Use Case	Recommended	Why
Text processing	stdio	Line-oriented, convenient
Binary data	read/write	No format interpretation
Network I/O	read/write	Need precise control
Mixed text/binary	Rio	Best of both worlds
Performance critical	mmap or direct I/O	Minimize copies

Danger: Mixing stdio and system calls:

// DANGEROUS: Don't do this!
FILE *f = fopen("data.txt", "r");
int fd = fileno(f);

fread(buf1, 1, 100, f);   // Reads into stdio buffer (maybe 8KB)
read(fd, buf2, 100);      // Reads PAST what fread buffered!

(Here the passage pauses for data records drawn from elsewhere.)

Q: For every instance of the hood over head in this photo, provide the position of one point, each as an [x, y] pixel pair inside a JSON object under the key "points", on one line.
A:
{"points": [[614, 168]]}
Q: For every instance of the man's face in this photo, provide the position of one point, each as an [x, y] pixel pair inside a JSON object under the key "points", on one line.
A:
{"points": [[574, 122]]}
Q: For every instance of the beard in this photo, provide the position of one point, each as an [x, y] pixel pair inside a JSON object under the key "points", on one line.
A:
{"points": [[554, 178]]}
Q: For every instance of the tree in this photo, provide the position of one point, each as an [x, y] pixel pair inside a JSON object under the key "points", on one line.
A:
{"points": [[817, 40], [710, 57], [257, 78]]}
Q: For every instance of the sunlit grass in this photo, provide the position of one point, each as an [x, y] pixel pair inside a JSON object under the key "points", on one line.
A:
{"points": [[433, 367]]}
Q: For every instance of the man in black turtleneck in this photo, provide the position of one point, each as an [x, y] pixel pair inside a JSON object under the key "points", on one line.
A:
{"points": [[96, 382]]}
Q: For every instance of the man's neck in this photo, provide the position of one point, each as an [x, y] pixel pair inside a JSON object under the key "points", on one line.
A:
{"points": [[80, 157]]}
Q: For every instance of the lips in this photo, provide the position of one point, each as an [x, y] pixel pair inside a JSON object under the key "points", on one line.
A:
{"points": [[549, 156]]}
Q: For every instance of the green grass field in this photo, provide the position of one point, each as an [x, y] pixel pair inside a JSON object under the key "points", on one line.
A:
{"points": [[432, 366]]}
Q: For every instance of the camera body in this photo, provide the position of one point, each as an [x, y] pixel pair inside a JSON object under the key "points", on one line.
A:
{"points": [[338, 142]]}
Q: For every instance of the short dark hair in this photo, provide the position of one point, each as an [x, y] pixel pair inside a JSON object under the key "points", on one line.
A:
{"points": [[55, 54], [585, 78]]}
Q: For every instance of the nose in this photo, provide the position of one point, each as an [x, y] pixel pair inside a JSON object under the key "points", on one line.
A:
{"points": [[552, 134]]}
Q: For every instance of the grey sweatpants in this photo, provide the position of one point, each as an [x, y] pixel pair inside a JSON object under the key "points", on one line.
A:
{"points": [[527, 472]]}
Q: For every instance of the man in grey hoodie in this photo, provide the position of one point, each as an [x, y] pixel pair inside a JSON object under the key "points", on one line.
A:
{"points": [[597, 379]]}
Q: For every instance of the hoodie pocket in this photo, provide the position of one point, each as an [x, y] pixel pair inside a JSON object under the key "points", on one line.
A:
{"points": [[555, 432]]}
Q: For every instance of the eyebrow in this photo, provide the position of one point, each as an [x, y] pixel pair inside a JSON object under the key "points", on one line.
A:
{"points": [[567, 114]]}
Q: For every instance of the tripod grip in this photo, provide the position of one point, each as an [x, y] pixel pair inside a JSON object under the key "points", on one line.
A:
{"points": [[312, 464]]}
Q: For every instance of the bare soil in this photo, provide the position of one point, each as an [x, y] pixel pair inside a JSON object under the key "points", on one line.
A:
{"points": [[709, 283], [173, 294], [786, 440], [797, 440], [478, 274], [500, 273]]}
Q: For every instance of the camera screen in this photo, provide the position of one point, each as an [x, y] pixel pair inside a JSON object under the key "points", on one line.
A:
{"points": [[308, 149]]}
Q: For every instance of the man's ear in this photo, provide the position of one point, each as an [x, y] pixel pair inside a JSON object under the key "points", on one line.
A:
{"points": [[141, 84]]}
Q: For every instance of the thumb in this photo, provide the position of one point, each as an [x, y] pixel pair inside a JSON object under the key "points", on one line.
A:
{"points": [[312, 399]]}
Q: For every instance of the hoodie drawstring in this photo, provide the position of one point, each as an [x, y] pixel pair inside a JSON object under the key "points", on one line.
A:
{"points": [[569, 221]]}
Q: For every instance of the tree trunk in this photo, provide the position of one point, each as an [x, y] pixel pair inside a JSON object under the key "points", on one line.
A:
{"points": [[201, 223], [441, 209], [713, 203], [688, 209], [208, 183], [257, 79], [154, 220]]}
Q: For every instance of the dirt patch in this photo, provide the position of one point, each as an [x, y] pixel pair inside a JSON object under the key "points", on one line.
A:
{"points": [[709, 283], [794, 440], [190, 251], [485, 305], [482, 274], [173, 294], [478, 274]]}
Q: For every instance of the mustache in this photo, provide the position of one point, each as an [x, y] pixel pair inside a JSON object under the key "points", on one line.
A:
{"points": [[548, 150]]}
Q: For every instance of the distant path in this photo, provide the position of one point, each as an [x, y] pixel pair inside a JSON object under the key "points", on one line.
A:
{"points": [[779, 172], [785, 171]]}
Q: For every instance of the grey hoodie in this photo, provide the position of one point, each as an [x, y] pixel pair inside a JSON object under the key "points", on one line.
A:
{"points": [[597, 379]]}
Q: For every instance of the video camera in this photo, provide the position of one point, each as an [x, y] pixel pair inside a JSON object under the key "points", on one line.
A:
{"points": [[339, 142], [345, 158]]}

// You've skipped data because stdio buffered ahead

2.7 File Metadata: stat() and Friends

Files have metadata beyond their contents:

#include <sys/stat.h>

int stat(const char *pathname, struct stat *statbuf);
int fstat(int fd, struct stat *statbuf);
int lstat(const char *pathname, struct stat *statbuf);  // Don't follow symlinks

struct stat {
    dev_t     st_dev;      // Device containing file
    ino_t     st_ino;      // Inode number
    mode_t    st_mode;     // File type and permissions
    nlink_t   st_nlink;    // Number of hard links
    uid_t     st_uid;      // User ID of owner
    gid_t     st_gid;      // Group ID of owner
    dev_t     st_rdev;     // Device ID (if special file)
    off_t     st_size;     // Total size in bytes
    blksize_t st_blksize;  // Block size for I/O
    blkcnt_t  st_blocks;   // Number of 512B blocks
    time_t    st_atime;    // Last access time
    time_t    st_mtime;    // Last modification time
    time_t    st_ctime;    // Last status change time
};

File type macros (for st_mode):

S_ISREG(m)   // Is regular file?
S_ISDIR(m)   // Is directory?
S_ISCHR(m)   // Is character device?
S_ISBLK(m)   // Is block device?
S_ISFIFO(m)  // Is FIFO (named pipe)?
S_ISLNK(m)   // Is symbolic link?
S_ISSOCK(m)  // Is socket?

2.8 Memory-Mapped I/O: mmap()

mmap() maps a file directly into virtual memory, allowing you to access file contents as if they were arrays in memory.

#include <sys/mman.h>

void *mmap(void *addr, size_t length, int prot, int flags, int fd, off_t offset);
int munmap(void *addr, size_t length);

+-----------------------------------------------------------------------+
|                    MEMORY-MAPPED FILE ARCHITECTURE                     |
+-----------------------------------------------------------------------+
|                                                                       |
|   Virtual Address Space                    Physical Memory / Disk     |
|   +---------------------------+            +----------------------+   |
|   |         Stack             |            |                      |   |
|   +---------------------------+            |      Disk File       |   |
|   |         Heap              |            |    +-----------+     |   |
|   +---------------------------+            |    | Block 0   |     |   |
|   |    Memory-Mapped Region   |<---------->|    | Block 1   |     |   |
|   |    (file contents here)   |    PAGE    |    | Block 2   |     |   |
|   |                           |    FAULT   |    | Block 3   |     |   |
|   +---------------------------+            |    +-----------+     |   |
|   |         Data              |            |                      |   |
|   +---------------------------+            +----------------------+   |
|   |         Text              |                                       |
|   +---------------------------+                                       |
|                                                                       |
|   How it Works:                                                       |
|   1. mmap() reserves virtual address range                            |
|   2. No data loaded yet (lazy loading)                                |
|   3. First access triggers page fault                                 |
|   4. Kernel loads page from file into memory                          |
|   5. Page table updated, access continues                             |
|   6. Modifications may be written back (MAP_SHARED)                   |
|                                                                       |
+-----------------------------------------------------------------------+

Protection flags (prot):

Flag	Meaning
`PROT_READ`	Pages can be read
`PROT_WRITE`	Pages can be written
`PROT_EXEC`	Pages can be executed
`PROT_NONE`	Pages cannot be accessed

Mapping flags (flags):

Flag	Meaning
`MAP_SHARED`	Changes visible to other processes, written to file
`MAP_PRIVATE`	Copy-on-write private mapping
`MAP_ANONYMOUS`	No file backing (memory allocation)
`MAP_FIXED`	Map at exact address (dangerous)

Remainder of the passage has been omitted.